UPDATE February 2019
Chris’s latest CT scan came back clear - relief after another bout of ‘scanxiety’. He’s still getting used to ‘Sevvy’ Stoma, as it’s bit up & down and likes to misbehave when we go out to eat😡 We just keep hopeful that things will continue to go in the right direction. Next appointment with the consultant at Christies 11th March 2019.
UPDATE September 2019. Chris had a CT scan 6th August and we waited 5 long weeks for the results.
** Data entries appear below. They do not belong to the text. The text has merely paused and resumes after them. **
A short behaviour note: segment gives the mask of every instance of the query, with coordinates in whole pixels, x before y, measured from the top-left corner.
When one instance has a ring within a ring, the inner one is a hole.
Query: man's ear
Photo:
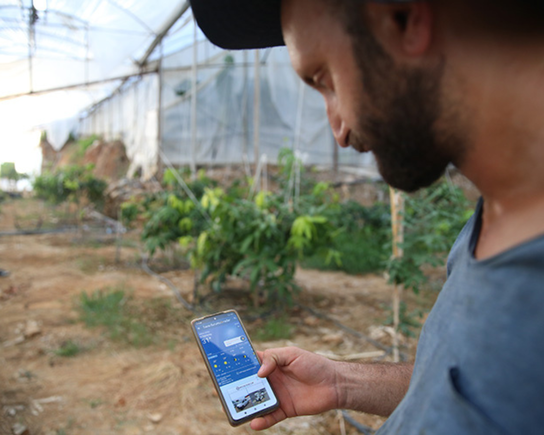
[[[429,49],[433,17],[426,1],[367,3],[370,25],[386,51],[401,58],[417,57]]]

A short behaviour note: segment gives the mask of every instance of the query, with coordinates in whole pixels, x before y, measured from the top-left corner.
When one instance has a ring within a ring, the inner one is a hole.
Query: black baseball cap
[[[285,45],[281,32],[281,0],[190,0],[190,3],[199,27],[210,41],[222,48]]]

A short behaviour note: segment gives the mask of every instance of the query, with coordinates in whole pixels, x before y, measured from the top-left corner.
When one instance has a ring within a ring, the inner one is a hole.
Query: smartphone
[[[195,318],[191,326],[231,425],[278,408],[268,380],[257,376],[261,362],[234,310]]]

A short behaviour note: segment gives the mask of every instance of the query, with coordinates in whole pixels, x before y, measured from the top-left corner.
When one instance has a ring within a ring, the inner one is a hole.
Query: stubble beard
[[[413,192],[429,186],[450,162],[461,162],[466,145],[457,110],[448,107],[447,115],[442,108],[444,62],[424,70],[401,68],[366,30],[352,26],[350,33],[372,106],[359,105],[351,144],[373,151],[380,174],[393,187]]]

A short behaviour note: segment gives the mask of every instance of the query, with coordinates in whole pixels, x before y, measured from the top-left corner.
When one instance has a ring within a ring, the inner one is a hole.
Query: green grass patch
[[[63,343],[62,345],[55,351],[55,354],[58,357],[70,358],[75,357],[82,351],[83,349],[77,343],[69,340]]]
[[[91,295],[83,292],[79,304],[81,320],[90,328],[105,327],[115,341],[136,347],[149,346],[153,336],[139,321],[137,310],[131,309],[130,301],[122,289],[96,290]]]
[[[293,327],[287,317],[281,316],[269,319],[253,334],[256,340],[269,341],[273,340],[287,340],[291,338]]]

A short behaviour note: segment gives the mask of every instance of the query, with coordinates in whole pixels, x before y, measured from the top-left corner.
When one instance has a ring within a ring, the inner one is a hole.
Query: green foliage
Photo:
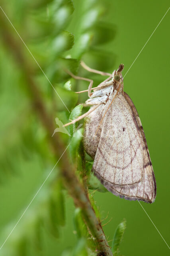
[[[96,57],[93,57],[92,66],[95,63],[94,66],[97,66],[98,56],[102,56],[103,61],[108,54],[102,49],[99,53],[97,47],[111,40],[115,35],[114,29],[101,20],[104,10],[97,1],[82,2],[78,15],[77,9],[74,10],[78,2],[74,2],[76,1],[13,0],[10,4],[5,1],[3,4],[6,13],[10,14],[12,20],[14,22],[16,21],[14,25],[38,63],[37,65],[17,37],[15,31],[11,29],[12,28],[10,24],[8,23],[7,28],[9,27],[10,34],[17,43],[18,42],[18,47],[21,48],[23,57],[29,64],[31,75],[39,87],[45,107],[54,121],[57,116],[63,123],[68,119],[74,120],[80,115],[83,108],[82,104],[75,106],[78,100],[78,95],[74,92],[76,84],[73,79],[70,80],[70,76],[65,70],[76,74],[80,60],[82,56],[86,59],[88,54],[92,56],[93,52],[96,52],[98,53]],[[72,20],[74,11],[76,14]],[[4,18],[6,18],[5,16]],[[108,34],[104,38],[102,34],[106,29]],[[8,181],[12,174],[14,176],[23,175],[25,172],[29,170],[29,166],[31,168],[35,166],[35,172],[36,166],[38,166],[42,174],[46,174],[47,170],[51,170],[52,166],[56,162],[53,152],[49,149],[47,132],[41,126],[30,104],[31,96],[25,89],[26,82],[23,70],[21,67],[20,69],[18,68],[18,63],[11,58],[11,53],[9,54],[5,50],[1,43],[0,57],[3,61],[0,64],[2,109],[0,118],[3,121],[1,123],[0,134],[2,142],[0,180],[4,182]],[[65,106],[54,88],[67,108],[70,111],[72,110],[69,117]],[[61,137],[66,143],[68,144],[70,140],[69,150],[71,159],[77,163],[81,180],[87,174],[89,188],[104,192],[105,189],[102,185],[97,182],[92,174],[90,174],[90,168],[86,169],[85,167],[82,143],[83,129],[80,128],[76,130],[77,126],[76,124],[69,127],[71,138],[63,134]],[[45,177],[47,176],[45,174]],[[41,255],[41,251],[45,247],[45,234],[55,239],[55,241],[60,237],[61,230],[66,223],[64,192],[60,177],[51,174],[51,178],[44,188],[40,191],[39,196],[37,195],[36,204],[31,205],[31,209],[27,210],[22,225],[19,225],[16,232],[14,232],[14,237],[9,238],[8,249],[2,249],[4,255]],[[28,181],[28,186],[31,181]],[[38,186],[39,188],[39,183]],[[33,195],[31,194],[30,198],[31,198]],[[90,193],[89,197],[99,216],[100,214],[92,194]],[[29,197],[29,199],[28,202]],[[19,207],[17,214],[20,215],[20,210],[22,212],[23,208],[25,208],[27,202],[24,199],[24,203]],[[10,220],[12,218],[14,217],[12,216]],[[76,209],[73,219],[77,242],[72,250],[67,250],[65,255],[96,255],[92,252],[92,250],[95,251],[95,246],[80,209]],[[8,229],[4,228],[4,230],[6,231],[7,236]],[[55,242],[55,243],[57,242]]]
[[[113,256],[117,256],[118,255],[119,248],[125,228],[126,222],[124,220],[118,225],[114,235],[111,246],[111,250]]]
[[[73,109],[69,117],[69,120],[73,120],[76,119],[79,116],[80,116],[82,109],[83,108],[83,105],[82,104],[78,105]],[[77,127],[77,123],[71,124],[69,126],[69,131],[70,134],[71,136],[72,136],[74,132],[75,132],[75,130]]]

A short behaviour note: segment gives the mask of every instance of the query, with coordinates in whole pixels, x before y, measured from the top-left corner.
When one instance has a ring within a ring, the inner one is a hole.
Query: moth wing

Good news that the scan showed NED.👍
Chris started irrigating early April and after a couple of blips initially it is now going extremely well. He irrigates every 48 hours and feels confident to do anything. Golfing, walking,swimming, eating out and we have had two holidays abroad this summer and have just booked another for end of October. No more bags, he's confident enough now to just use a plug. He says that he now feels he has control over his body again.
Update November 2020-
NED scan August 2020 next Consultant appointment and scan August 2021-yikes. Unfortunately since surgery Chris has had urinary problems. We were told long before cancer diagnosis that his prostate was enlarged. His consultant referred him to the urology dept at Christies. Medication was prescribed to help with flow but eventually in October 2020 an MRI scan revealed an area of concern on the prostate but we were assured this was unconnected to the rectal cancer. A biopsy was taken (more complex without a rectum) November. Same day discharge. Complications that evening. I had to rush him back to hospital in the early hours as he was unable to pee and was in a terribly anxious state. A catheter was inserted and he came home next day keeping it in for 10 days. Biopsy due 2-3 weeks, more anxious waiting. Keeping everything crossed that whatever it is it’s benign.
ON IT GOES!!!!
15/12/20 Biopsy results revealed that Chris now has prostate cancer, low grade Gleason Score 3+4 so we were assured he only needs to go on active surveillance for now. If disease did progress, his options are limited. He has had his life’s limit of radiotherapy and surgery would be difficult given his previous operation (no rectum) So we feel like that black cloud that has hovered over us for over 4 years but had lifted just a teeny bit has well and truly descended again. Trying to enjoy life as much as we can but it’s so difficult to forget cancer for very long. Covid as we all know has been a nightmare for everyone but particularly whilst living with cancer.
UPDATE Sept 2021 (5 years post diagnosis)
Very positive meeting after latest MRI Scan. NED 😁 Due to see the consultant again in 12 months so all good from the rectal cancer point.
Unfortunately we still have to attend The Christie 3 monthly for the prostate cancer although so far scans and blood tests looking good. So we are just trying to live life as well as we possibly can. I hope our story gives hope to other forum members.